Shulman offers seven pillars of assessment for accountability (telling the story of each student). Shulman, L. S. (2007). “Counting and Recounting: Assessment and the Quest for Accountability” Change
1 Become explicit about the story you need to tell and the rationale for choosing it.
2. Do not think that there is a “bottom line.” What does any instrument measure and not measure? Assessment is only meaningful in the larger context.
3. Design multiple measures (array of instruments) to avoid narrowness of scope
4. Work on combining multiple measures. Develop rules for deciding how to display, organize, and aggregate the indicators.
5. Remember that high stakes corrupt.
6. Embed assessment into ongoing instruction.

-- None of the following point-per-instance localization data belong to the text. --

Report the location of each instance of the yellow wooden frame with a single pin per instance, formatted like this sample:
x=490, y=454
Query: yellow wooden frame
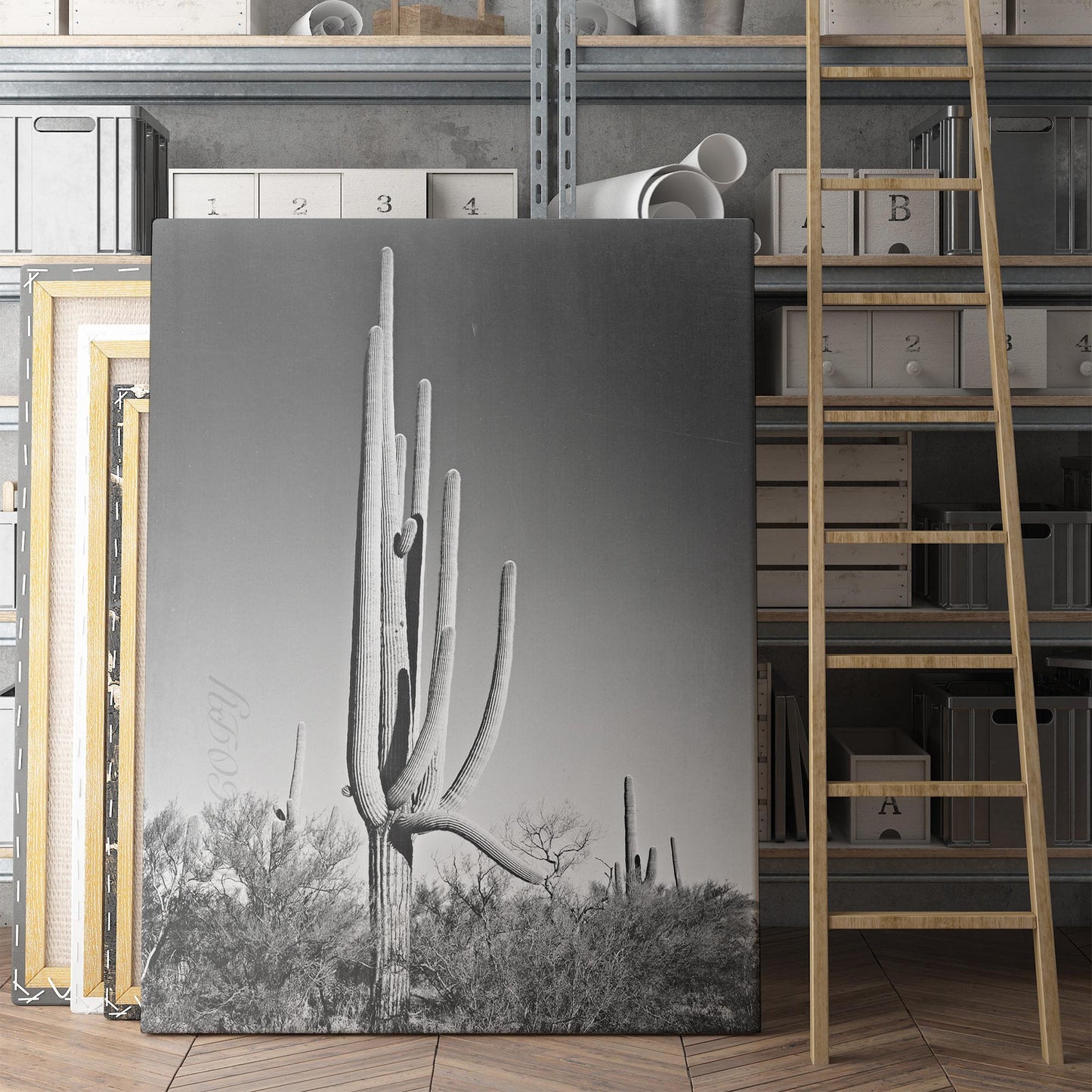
x=102, y=354
x=127, y=988
x=44, y=292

Do low stakes/high yield forms of assessment.
7. Become an active site and collaborative site for research on new forms of assessment, technologies to support such work and better strategies for integration of such approaches with instruction.

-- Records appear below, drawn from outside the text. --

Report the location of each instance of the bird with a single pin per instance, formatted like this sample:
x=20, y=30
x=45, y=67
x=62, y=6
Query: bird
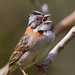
x=33, y=45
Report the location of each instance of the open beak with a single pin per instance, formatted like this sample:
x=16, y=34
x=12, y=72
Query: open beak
x=46, y=17
x=47, y=22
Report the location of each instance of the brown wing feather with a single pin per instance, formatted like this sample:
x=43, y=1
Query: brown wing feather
x=20, y=49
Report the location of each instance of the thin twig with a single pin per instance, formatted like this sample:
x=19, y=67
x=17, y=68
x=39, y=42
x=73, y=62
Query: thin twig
x=57, y=49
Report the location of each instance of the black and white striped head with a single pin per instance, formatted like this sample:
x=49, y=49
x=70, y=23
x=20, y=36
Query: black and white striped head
x=36, y=18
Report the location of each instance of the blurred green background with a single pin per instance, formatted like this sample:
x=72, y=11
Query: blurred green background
x=13, y=22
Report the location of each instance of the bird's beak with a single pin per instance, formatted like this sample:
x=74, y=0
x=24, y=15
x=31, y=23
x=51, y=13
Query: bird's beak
x=46, y=17
x=47, y=22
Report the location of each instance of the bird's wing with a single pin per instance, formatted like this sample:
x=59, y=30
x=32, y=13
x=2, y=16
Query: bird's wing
x=20, y=49
x=23, y=46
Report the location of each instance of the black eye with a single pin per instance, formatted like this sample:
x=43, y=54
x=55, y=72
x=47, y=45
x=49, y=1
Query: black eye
x=41, y=31
x=37, y=19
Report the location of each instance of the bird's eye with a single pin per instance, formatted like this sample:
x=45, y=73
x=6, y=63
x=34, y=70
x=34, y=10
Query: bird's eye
x=44, y=19
x=38, y=19
x=41, y=31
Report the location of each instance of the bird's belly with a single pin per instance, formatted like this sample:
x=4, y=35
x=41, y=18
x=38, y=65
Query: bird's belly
x=31, y=57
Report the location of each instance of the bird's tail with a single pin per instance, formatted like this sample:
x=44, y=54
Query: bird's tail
x=4, y=70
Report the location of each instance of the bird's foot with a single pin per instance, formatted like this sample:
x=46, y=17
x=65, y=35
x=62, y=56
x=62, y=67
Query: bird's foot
x=22, y=70
x=41, y=68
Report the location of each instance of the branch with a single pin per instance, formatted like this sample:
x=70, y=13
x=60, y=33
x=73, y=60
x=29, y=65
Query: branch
x=65, y=23
x=57, y=49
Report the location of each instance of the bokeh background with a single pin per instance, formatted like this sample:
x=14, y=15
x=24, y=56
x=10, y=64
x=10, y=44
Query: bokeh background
x=13, y=22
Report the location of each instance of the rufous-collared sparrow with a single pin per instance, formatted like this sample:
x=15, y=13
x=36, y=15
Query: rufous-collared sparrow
x=33, y=45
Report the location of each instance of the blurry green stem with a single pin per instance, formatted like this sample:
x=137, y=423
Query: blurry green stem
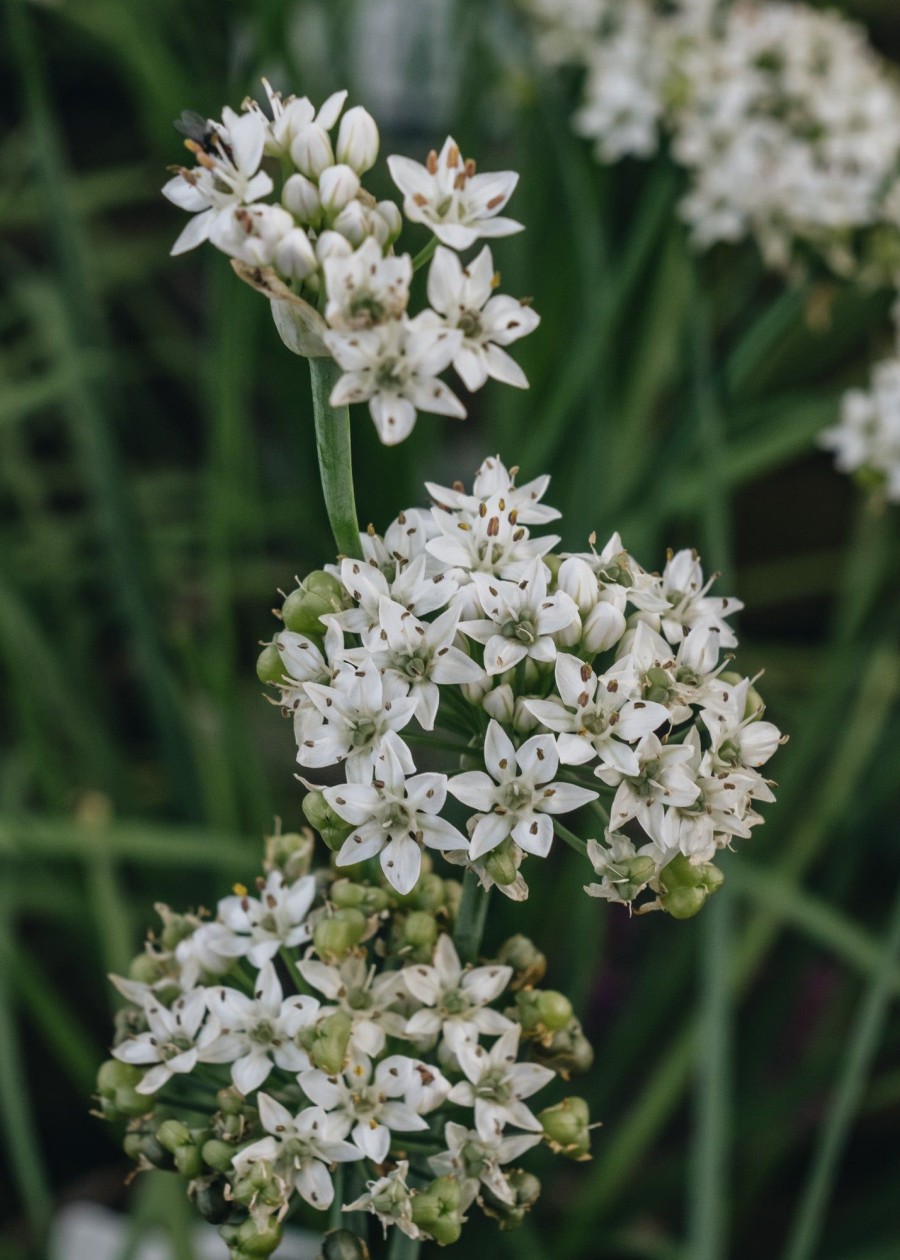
x=473, y=911
x=335, y=466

He feels that “we need a strategy to combine the local with the national and to meld low-stakes assessment with an accountability approach that will be minimally corrupting.”
What is your story of your students’ learning? Is it a one dimensional view of state test scores? Is it a one dimensional view of quizzes and tests? Is it a multidimensional view that includes state tests, your tests, formative assessments and students’ goals? How big of a story can you tell at present about any student? How can you use technology to tell a fuller richer story about each learner?